For the first time, a person who solicits or importunes from a motor vehicle for the purposes of prostitution will be committing an offence. The loitering provisions also extend to loitering in a motor vehicle. Thus, the garda will now be able to deal with kerb-crawlers. These new offences cover solicitation or importuning of either a male or a female person by a male or female person for the purposes of prostitution, whether it is male prostitution or female prostitution and are in line with a recommendation of the Second Commission on the Status of Women. They are generally in line also with the recommendations of the Law Reform Commission in the vagrancy report.
Section 9 and 10 which deal with exploitation of prostitutes are also based on recommendations of the Law Reform Commission in their report on vagrancy and related matters.
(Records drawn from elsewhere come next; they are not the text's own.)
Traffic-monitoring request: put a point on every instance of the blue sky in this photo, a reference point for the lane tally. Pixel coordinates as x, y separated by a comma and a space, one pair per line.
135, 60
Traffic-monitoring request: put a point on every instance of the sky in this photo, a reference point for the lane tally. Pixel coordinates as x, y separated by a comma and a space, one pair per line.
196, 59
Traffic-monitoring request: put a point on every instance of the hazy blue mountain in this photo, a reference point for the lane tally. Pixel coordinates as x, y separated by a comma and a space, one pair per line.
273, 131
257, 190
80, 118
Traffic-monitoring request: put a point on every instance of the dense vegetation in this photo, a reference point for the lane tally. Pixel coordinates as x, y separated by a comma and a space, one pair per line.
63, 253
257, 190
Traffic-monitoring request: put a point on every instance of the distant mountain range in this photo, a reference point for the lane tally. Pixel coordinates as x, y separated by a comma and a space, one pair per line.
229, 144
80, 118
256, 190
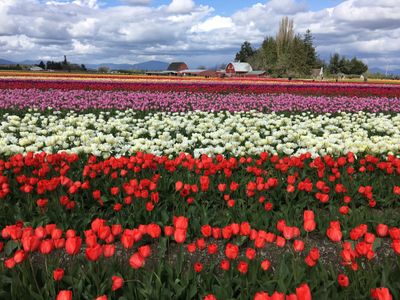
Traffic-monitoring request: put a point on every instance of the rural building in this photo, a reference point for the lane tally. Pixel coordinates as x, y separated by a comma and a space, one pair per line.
177, 66
35, 68
237, 69
255, 74
199, 72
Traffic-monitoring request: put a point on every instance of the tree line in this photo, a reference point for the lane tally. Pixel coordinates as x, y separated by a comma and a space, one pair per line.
61, 66
293, 55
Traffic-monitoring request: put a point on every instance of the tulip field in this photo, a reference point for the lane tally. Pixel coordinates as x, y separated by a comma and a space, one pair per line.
129, 187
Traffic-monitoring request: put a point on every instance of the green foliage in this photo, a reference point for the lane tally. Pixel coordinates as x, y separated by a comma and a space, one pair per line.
343, 65
246, 51
286, 55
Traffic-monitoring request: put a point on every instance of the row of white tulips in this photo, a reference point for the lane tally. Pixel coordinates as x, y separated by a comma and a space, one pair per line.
161, 133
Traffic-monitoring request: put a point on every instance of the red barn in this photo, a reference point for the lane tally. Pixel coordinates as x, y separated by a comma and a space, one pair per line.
238, 68
177, 66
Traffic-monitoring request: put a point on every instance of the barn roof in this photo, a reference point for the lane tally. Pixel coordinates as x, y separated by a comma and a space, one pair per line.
242, 67
175, 66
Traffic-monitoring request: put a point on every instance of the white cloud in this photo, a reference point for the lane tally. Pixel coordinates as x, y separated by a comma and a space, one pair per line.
213, 23
181, 6
136, 2
134, 31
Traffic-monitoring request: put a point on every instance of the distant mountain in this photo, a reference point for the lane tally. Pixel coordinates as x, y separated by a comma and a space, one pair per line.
109, 65
6, 62
152, 65
383, 71
30, 62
Section 9 covers the situation where active "management" of prostitution is engaged in. It also gets over any difficulties there might be about showing that money received by a person controlling a prostitute or organising prostitution constituted "earnings of prostitutes" in cases where the pimp did not receive payment from the prostitute herself but from the client, for example.
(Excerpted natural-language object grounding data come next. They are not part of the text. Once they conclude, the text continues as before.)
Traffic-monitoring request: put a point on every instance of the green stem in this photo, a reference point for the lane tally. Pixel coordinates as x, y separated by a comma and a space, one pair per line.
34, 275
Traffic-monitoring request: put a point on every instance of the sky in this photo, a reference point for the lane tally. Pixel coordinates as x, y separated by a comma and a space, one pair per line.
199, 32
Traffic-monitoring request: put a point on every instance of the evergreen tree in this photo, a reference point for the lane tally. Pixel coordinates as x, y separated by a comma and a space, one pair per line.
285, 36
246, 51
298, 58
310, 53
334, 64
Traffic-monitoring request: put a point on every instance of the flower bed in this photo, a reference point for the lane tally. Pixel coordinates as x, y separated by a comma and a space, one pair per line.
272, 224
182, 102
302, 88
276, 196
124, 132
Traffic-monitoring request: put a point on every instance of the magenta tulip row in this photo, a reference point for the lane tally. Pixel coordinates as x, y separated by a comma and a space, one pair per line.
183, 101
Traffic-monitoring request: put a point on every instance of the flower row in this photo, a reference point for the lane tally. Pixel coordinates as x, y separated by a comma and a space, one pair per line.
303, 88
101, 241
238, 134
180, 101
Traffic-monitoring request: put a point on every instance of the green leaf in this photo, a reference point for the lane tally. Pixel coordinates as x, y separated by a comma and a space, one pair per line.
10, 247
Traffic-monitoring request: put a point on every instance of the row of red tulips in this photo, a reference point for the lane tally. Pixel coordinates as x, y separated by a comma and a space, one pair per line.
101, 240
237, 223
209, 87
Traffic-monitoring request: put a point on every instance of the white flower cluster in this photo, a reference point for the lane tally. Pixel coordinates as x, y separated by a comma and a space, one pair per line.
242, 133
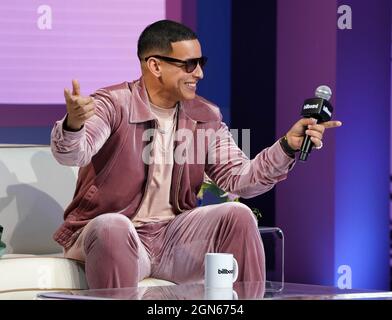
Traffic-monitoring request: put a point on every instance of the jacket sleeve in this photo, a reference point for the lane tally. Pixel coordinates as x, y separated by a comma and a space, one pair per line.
234, 172
77, 148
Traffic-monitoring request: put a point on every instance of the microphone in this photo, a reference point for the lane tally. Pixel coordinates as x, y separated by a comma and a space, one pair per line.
318, 108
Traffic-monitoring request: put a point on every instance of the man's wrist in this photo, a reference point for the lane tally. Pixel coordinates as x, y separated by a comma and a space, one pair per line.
286, 147
66, 127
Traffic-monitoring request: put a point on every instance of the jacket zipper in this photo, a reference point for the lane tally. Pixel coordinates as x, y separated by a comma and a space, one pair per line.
149, 173
179, 179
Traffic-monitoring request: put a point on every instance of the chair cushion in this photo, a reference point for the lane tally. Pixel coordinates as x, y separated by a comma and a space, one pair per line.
23, 276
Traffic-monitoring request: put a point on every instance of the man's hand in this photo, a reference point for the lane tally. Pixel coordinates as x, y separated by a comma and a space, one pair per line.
79, 108
308, 126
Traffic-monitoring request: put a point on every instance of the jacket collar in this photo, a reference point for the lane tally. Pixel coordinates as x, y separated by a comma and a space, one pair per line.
196, 109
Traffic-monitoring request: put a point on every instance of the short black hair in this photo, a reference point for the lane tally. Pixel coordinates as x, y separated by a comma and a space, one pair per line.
159, 36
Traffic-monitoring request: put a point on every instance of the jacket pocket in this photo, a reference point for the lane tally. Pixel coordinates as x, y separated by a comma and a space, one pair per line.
87, 200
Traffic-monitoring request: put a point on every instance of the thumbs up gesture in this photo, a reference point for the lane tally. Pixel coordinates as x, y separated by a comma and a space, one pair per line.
79, 108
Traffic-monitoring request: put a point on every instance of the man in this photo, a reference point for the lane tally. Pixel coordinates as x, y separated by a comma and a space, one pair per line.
134, 215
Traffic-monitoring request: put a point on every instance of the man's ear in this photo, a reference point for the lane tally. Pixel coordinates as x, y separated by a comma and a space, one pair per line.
154, 66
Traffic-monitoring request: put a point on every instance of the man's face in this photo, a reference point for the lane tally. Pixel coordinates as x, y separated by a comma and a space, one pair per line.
179, 84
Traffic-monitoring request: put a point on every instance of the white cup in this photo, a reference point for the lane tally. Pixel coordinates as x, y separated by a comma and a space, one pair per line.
220, 294
221, 270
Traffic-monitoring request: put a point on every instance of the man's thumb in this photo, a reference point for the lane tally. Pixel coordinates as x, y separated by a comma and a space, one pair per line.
75, 87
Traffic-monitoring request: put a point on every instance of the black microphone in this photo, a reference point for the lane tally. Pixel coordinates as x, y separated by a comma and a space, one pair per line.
318, 108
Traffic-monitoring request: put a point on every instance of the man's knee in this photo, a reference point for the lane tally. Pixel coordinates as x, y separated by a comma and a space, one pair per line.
241, 214
110, 232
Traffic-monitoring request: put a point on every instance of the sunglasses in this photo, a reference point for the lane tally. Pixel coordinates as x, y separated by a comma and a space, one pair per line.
190, 64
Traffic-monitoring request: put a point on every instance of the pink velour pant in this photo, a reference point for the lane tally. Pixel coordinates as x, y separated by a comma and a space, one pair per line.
117, 254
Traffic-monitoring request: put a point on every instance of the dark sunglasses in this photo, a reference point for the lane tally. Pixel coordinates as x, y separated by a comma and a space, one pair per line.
190, 64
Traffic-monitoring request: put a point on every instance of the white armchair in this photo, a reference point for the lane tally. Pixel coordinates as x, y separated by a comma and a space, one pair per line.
34, 190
Section 10, living on the earnings of prostitution, is aimed at the person who lives parasitically on a prostitute's earnings but without actively managing or controlling her activities. However, so that children or other dependent relatives of a prostitute could not be considered to be living on the earnings of prostitution the revised offence contained in section 10 can be committed only where the person living on the earnings of prostitution also aids and abets that prostitution.
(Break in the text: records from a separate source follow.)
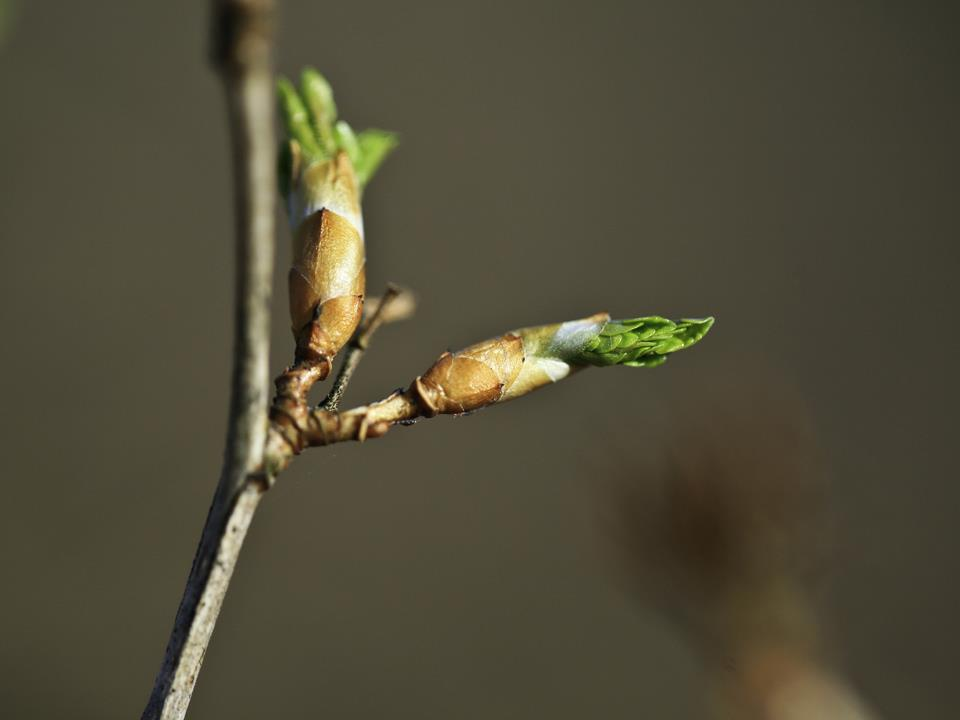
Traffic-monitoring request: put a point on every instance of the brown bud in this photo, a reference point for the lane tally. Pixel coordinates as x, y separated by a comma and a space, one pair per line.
470, 379
327, 278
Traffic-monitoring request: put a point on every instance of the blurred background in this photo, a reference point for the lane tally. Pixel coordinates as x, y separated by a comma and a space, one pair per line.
791, 168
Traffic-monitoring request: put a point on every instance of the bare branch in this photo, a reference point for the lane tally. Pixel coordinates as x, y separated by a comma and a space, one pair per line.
396, 304
242, 38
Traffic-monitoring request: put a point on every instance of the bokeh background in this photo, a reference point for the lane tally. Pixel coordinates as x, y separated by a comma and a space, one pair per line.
791, 168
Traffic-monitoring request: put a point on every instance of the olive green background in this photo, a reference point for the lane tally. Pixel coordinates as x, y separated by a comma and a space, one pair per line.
790, 167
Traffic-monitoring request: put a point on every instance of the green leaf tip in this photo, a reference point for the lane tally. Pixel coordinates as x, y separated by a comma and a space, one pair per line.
310, 120
642, 342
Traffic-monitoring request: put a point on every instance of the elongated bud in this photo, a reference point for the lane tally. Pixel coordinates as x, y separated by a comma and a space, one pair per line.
523, 360
322, 188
Most of the legislation which it is proposed to repeal in this Bill is, by any standards, ancient. One glance at the Schedule of repeals will reveal references to Acts of 1842, 1847, 1861 and so on. Of course, just because legislation is old is not in itself a valid reason for repealing it. However, where it is outdated, or inoperable, or simply unacceptable because of the language used, being language of another age, we have a valid reason for repealing.
While inevitably much of the public attention which has been given to this Bill has concentrated on the issue of homosexuality, the other provisions which I have outlined — particularly in relation to the protection of the vulnerable and the emphasis on sanctions against clients of prostitutes and those who organise prostitution — will also be seen as worthwhile and substantial changes to our law. Overall the Bill is a balanced, measured and enlightened approach to the sensitive and difficult issues with which it deals. It is right that we should take the opportunity, now, of rolling back over 130 years of legislative prohibition which is discriminatory, which reflects an inadequate understanding of the human condition and which we should, rightly, see as an impediment, not a prop, to the maintenance and development of sound social values and norms. I am pleased, therefore, to commend the Bill to the House.